O presidente da legislatura anterior na Assembleia Legislativa do Paraná, Nelson Justus (DEM), deixou o cargo sob vaias durante seu discurso de despedida, agora à tarde, na primeira sessão plenária do ano da Casa, quando os 54 deputados estaduais eleitos no Paraná tomaram posse.

Em seu discurso de despedida como presidente da Assembleia, Nelson Justus (DEM) aproveitou para fazer uma espécie de autodefesa das acusações de envolvimento no caso de funcionários fantasmas e desvio de verbas da Assembleia, que vieram à tona no ano passado e que teriam tido a conivência dos deputados que dirigem a presidência.

Sob vaias do público que compareceu à posse, Justus argumentou que durante a sua gestão aumentou a transparência das ações da Assembleia e destacou que todos os deputados eleitos são “ficha limpa”. “Sempre me orgulhei de ser político.

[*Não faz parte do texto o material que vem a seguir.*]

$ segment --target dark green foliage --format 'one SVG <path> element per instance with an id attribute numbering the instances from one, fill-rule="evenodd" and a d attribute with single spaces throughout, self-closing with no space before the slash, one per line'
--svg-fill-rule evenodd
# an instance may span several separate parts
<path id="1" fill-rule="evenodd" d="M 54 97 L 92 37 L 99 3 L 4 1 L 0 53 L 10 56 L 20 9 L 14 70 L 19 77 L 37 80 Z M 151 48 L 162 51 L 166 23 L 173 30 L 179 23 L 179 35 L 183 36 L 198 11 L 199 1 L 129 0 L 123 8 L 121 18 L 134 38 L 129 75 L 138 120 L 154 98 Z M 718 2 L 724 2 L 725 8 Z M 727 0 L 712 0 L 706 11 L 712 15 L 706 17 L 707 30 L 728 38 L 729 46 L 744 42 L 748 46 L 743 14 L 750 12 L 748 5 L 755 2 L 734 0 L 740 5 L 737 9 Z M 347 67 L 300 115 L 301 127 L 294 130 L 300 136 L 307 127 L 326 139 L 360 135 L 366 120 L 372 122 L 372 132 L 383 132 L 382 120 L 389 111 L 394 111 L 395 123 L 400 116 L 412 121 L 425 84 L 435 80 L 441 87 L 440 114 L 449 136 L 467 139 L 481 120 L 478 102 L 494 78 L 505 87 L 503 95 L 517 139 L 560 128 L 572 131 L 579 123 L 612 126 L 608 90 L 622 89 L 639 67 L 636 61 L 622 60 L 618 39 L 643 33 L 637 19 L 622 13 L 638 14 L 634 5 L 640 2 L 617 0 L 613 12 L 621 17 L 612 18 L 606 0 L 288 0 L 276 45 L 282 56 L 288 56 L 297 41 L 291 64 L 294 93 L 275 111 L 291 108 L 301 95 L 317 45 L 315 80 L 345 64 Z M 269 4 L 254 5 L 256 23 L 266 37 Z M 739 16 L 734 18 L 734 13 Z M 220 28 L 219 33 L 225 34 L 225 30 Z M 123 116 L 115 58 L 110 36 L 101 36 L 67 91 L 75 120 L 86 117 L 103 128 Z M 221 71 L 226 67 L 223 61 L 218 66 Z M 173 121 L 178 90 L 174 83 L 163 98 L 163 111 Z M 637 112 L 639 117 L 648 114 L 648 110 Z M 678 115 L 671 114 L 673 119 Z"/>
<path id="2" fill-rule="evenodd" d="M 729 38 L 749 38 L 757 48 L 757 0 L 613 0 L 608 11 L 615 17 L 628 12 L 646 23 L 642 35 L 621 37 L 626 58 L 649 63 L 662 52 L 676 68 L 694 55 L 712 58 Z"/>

Reduzimos o número de cargos comissionados e fizemos o recadastramento dos servidores da Casa”, discursou Justus, ofuscado por mais vaias que partiram da plateia.

Dos 54 deputados estaduais eleitos no Paraná, 19 são novos na Casa, sendo que oito deles são filhos, netos ou esposas de ex-deputados: André Bueno (PDT), filho do ex-deputado estadual e ex-prefeito de Cascavel (oeste do Paraná), Edgar Bueno; Rose Litro (PSDB), esposa do ex-deputado estadual Luiz Fernandes Litro (PSDB); Hermas Brandão Junior e Evandro Junior (PSDB), filho e neto, respectivamente, do ex-deputado e conselheiro do Tribunal de Contas do Estado (TCE), Hermas Brandão; Anibelli Neto (PMDB), filho do ex-deputado estadual Antonio Anibelli (PMDB); César Silvestri Filho (PPS), filho do deputado federal e atual secretário de estado do Desenvolvimento Urbano, Cezar Silvestri (PPS); Pedro Lupion (DEM), filho do deputado federal Abelardo Lupion (DEM) e Marla Tureck, que é filha do ex-deputado e prefeito de Campo Mourão, Nelson Tureck.

A ocupação de duas vagas na Assembleia do Paraná ainda está nebulosa. Com a saída dos deputados Luiz Cláudio Romanelli (PMDB) para a Secretaria do Trabalho e Durval Amaral (DEM) para a Casa Civil, surgiram duas vagas que, a princípio, pela coligação feita em 2010, ficariam com Elton Welter (PT) e Duílio Genari (PP). No entanto, Gilberto Martin (PMDB) obteve liminar no Tribunal de Justiça do Paraná (TJ-PR) na última segunda-feira (31) que considera que a vaga é do seu partido, o PMDB, e não da coligação.

Se seguir o mesmo princípio, a outra vaga, de Durval Amaral, passaria então para Sabino Picolo (DEM), 20º suplente na lista dos mais votados. Inicialmente, a posse dos suplentes estava prevista para amanhã, mas a Assembleia pode decidir aguardar o julgamento do mérito da matéria. O novo presidente do Tribunal Regional do Paraná (TRE-PR), Irajá Prestes Mattas, também já se posicionou sobre o assunto e entende que o mandato pertence ao partido, não à coligação, que foi desfeita após as eleições.

Nova presidência
Com chapa única escrita, a eleição para a nova presidência da mesa diretora da Assembleia está ocorrendo neste momento. O tucano Valdir Rossoni, braço direito do governador Beto Richa (PSDB), é o único candidato a presidente. Durante as últimas semanas, seguiram-se rumores de que um outro tucano, Nelson Garcia, poderia causar um racha no partido ao lançar uma candidatura própria, o que não aconteceu.